We believe the investment cycle remains intact. In our initial Under Construction report, we analyze U.S. petrochemical development where we expect over $20 billion to be invested between 2012 and 2017.
Almost 20 million tonnes (metric tons) of U.S. capacity additions by major petrochemical manufacturers have been announced equating to around 70% growth in U.S. capacity over the next five years. We estimate 85% of additions could go on line between 2016 and 2017. In turn, we expect front-end engineering services between 2012 and 2014 should afford multiple engineering-and-construction (E&C) opportunities for higher-margin work followed by higher-revenue engineering, procurement and construction awards between 2014 and 2016.
In addition to direct petrochemical investment, we expect E&C companies to benefit from billions of dollars invested in ancillary gas pipeline, processing and storage infrastructure that should be necessary to transport feedstock from abundant natural-gas regions to petrochemicals facilities. Although infrastructure should be developed simultaneously, we expect gas infrastructure construction activity to accelerate between 2012 and 2017.

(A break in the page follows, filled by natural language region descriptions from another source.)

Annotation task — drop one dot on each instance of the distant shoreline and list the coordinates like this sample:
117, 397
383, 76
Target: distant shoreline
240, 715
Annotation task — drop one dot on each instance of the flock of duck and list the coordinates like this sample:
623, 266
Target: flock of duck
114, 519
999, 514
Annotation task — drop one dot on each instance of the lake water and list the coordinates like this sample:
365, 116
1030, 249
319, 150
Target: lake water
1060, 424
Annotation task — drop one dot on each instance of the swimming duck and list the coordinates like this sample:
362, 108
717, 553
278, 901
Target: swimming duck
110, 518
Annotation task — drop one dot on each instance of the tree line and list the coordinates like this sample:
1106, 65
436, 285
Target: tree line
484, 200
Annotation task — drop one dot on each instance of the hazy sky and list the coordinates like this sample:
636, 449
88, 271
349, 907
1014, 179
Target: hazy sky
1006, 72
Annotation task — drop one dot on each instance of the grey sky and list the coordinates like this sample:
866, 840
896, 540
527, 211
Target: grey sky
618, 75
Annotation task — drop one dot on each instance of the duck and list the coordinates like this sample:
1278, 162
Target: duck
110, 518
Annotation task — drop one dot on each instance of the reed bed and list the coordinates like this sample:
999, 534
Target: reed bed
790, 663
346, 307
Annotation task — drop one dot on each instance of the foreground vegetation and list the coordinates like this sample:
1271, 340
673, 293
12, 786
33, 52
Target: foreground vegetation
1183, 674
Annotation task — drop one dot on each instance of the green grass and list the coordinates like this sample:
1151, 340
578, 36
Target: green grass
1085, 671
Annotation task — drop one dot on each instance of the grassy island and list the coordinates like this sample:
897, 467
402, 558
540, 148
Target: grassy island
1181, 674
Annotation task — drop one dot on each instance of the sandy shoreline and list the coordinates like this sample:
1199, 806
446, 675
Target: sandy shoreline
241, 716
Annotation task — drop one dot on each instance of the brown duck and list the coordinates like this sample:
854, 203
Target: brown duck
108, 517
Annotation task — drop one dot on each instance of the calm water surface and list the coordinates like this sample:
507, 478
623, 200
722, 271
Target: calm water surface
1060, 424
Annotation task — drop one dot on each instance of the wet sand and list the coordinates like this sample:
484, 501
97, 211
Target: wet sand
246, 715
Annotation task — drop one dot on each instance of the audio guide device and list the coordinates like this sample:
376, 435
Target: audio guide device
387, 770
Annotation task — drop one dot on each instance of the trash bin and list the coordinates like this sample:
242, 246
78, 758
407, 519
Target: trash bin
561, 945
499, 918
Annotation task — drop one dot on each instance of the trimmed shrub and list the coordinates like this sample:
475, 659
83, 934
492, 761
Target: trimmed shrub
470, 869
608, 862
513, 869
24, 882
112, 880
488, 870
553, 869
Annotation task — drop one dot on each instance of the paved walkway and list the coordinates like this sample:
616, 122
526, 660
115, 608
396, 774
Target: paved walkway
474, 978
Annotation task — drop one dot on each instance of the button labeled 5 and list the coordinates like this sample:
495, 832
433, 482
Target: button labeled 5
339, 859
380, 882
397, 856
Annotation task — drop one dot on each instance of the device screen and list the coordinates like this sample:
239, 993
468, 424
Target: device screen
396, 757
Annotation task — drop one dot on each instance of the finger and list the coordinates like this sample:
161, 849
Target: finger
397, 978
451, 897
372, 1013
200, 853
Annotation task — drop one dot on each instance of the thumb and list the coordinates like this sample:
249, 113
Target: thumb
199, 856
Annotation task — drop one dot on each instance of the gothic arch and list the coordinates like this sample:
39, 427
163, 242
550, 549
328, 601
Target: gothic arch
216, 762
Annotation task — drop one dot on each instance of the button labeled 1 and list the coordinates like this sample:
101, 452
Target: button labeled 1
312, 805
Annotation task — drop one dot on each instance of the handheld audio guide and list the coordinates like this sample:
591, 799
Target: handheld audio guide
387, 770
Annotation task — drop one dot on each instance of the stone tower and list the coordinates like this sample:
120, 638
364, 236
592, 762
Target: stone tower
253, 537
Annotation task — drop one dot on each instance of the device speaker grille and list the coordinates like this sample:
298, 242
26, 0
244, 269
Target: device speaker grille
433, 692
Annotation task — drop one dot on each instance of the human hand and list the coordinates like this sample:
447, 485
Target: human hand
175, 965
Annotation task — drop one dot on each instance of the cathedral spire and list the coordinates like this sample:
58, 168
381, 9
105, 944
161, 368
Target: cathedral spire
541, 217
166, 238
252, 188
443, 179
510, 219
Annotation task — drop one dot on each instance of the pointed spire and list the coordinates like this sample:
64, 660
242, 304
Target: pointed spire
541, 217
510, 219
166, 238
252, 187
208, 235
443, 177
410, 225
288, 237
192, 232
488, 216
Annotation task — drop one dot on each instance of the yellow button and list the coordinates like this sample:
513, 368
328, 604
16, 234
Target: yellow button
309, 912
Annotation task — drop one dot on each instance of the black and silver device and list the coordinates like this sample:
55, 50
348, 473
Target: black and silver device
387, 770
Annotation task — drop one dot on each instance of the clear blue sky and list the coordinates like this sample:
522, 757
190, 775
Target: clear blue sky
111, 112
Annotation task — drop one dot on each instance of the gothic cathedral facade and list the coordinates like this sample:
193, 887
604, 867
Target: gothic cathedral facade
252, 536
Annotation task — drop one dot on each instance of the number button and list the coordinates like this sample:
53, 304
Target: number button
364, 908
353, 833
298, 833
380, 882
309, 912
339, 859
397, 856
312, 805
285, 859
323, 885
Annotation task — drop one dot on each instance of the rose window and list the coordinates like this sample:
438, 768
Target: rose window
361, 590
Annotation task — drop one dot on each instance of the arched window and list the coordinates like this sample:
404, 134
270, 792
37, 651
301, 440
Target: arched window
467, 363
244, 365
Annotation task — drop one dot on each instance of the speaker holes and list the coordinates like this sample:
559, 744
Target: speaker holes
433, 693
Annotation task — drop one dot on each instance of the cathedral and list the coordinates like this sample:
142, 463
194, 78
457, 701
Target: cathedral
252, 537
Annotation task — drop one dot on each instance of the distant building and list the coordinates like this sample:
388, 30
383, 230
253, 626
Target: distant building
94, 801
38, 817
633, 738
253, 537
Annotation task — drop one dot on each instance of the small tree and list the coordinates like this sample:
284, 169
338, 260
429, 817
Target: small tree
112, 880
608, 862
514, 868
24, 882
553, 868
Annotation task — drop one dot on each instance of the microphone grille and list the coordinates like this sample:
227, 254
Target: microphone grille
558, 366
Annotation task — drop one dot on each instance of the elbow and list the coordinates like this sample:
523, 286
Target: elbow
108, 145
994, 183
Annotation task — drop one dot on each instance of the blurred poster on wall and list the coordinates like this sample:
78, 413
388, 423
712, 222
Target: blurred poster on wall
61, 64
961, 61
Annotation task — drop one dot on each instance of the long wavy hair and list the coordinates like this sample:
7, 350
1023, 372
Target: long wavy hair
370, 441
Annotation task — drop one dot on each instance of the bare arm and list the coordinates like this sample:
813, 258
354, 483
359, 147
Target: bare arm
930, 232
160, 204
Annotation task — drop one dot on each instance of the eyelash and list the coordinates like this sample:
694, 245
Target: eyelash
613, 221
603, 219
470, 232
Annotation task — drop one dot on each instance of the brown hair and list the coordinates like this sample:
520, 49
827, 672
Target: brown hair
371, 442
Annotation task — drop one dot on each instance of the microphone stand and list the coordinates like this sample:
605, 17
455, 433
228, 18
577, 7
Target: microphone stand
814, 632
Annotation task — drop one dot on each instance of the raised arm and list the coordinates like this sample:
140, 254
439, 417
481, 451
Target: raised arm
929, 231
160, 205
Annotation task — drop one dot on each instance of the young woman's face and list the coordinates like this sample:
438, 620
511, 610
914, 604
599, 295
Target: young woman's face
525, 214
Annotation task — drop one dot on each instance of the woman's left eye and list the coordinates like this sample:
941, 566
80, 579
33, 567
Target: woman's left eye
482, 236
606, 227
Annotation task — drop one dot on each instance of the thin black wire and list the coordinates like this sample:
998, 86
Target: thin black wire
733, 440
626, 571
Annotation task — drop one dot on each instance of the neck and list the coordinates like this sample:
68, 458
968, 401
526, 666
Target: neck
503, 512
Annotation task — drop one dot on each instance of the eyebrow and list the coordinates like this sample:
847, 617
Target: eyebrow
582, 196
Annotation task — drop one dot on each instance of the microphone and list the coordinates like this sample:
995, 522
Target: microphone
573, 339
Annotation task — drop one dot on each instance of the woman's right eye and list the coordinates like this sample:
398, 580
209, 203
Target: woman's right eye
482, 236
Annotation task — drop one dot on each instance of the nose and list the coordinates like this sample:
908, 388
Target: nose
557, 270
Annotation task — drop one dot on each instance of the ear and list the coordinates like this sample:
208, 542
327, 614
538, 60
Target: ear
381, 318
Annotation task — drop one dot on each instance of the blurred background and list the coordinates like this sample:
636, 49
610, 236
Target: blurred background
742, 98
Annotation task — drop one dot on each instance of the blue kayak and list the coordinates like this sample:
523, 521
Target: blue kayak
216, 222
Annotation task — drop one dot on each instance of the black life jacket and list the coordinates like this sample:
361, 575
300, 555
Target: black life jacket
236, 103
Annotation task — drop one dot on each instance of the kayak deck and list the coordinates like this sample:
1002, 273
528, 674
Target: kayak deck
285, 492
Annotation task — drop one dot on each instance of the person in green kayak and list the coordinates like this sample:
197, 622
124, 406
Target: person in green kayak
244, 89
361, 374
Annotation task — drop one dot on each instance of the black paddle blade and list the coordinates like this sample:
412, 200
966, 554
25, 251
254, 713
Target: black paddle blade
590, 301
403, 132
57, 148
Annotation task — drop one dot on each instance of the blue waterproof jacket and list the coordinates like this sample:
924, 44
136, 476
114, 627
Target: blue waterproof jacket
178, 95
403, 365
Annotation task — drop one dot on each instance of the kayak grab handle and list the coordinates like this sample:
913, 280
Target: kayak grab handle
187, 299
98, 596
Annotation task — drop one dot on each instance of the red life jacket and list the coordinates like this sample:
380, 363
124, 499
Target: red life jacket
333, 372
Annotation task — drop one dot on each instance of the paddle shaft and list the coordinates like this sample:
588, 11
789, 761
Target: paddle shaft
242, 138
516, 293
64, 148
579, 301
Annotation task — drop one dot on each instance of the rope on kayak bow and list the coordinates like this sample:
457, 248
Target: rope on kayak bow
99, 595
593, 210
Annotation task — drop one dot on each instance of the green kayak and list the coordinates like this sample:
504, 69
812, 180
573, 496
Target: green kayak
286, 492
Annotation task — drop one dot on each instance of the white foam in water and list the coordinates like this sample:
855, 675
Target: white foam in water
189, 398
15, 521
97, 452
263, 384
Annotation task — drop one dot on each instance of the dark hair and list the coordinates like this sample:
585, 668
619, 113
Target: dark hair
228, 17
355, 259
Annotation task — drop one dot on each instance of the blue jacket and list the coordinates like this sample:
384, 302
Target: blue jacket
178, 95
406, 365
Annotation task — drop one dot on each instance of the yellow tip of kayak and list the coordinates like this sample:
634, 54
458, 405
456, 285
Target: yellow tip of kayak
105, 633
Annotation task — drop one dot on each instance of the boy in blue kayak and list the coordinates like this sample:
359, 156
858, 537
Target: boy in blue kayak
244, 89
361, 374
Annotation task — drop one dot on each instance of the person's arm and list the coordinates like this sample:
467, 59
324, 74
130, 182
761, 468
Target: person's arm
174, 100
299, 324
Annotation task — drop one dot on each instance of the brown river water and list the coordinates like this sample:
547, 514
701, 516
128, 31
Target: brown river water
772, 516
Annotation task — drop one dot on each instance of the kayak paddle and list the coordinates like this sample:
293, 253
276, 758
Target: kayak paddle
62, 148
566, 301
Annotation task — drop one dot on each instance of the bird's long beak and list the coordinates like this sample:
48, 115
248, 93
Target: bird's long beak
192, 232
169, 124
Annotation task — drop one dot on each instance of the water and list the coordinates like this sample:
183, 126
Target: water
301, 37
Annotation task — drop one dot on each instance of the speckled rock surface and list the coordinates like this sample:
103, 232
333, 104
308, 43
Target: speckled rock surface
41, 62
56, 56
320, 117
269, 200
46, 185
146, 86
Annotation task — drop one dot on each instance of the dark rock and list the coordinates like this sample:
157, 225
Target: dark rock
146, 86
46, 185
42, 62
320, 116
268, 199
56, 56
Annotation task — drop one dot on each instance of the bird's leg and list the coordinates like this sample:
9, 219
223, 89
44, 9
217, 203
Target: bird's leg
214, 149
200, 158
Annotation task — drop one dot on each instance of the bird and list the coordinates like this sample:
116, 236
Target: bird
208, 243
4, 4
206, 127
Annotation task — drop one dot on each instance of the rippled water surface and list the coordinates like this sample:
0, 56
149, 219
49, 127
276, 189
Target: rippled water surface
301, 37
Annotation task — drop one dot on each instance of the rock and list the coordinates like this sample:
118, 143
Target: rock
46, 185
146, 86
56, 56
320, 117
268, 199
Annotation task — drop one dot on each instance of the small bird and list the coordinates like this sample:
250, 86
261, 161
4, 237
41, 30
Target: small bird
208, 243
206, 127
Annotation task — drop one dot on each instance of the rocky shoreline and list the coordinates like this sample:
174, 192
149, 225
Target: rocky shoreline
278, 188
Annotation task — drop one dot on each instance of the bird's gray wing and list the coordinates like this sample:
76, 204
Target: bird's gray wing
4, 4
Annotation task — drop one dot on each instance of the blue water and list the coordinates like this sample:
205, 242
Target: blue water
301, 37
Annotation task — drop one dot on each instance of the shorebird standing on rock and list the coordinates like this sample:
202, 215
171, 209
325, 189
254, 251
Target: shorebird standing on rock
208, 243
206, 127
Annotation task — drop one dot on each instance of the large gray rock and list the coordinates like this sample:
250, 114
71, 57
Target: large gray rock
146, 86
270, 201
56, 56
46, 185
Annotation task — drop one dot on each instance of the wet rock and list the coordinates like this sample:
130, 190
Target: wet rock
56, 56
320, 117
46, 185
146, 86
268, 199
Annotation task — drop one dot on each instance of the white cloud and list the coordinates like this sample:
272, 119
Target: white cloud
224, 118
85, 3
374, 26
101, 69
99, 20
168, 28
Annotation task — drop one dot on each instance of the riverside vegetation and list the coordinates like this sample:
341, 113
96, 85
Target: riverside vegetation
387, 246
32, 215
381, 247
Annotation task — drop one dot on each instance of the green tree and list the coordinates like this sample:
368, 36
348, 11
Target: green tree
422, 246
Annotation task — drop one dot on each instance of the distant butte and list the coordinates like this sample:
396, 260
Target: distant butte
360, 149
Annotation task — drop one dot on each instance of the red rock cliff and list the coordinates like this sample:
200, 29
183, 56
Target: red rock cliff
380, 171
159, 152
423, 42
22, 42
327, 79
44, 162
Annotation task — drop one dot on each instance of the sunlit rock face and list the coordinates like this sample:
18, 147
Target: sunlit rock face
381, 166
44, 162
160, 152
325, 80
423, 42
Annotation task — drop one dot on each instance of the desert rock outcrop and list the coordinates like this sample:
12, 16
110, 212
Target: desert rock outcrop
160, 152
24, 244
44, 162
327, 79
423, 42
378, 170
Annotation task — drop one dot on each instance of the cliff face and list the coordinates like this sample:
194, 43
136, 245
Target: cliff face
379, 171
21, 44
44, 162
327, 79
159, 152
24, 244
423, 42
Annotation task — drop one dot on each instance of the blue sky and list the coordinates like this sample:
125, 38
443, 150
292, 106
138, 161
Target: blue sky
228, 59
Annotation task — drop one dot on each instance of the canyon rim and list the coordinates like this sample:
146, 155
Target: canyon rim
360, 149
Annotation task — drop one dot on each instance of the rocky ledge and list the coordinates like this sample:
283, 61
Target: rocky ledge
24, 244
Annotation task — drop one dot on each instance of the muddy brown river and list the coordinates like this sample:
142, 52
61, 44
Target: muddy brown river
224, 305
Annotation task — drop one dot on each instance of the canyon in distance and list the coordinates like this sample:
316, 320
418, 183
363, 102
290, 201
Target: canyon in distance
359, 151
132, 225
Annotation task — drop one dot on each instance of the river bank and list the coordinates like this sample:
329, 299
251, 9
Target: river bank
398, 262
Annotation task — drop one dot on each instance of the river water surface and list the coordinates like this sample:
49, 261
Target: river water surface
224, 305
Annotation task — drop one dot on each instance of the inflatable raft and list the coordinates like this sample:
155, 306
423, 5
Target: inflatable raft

U.S. natural-gas prices continue to fall while crude prices remain at investible levels. Both petrochemical and natural-gas export development announcements have accelerated as global natural-gas prices remain well above U.S. natural-gas prices. The crude oil-to-gas ratio remains at all-time highs exceeding 40-1, considerably higher than the 7-1 ratio considered favorable for U.S. petrochemical investment. First mover advantages and reasonable prices for input materials such as aluminum and steel should accommodate the approval of final investment decisions.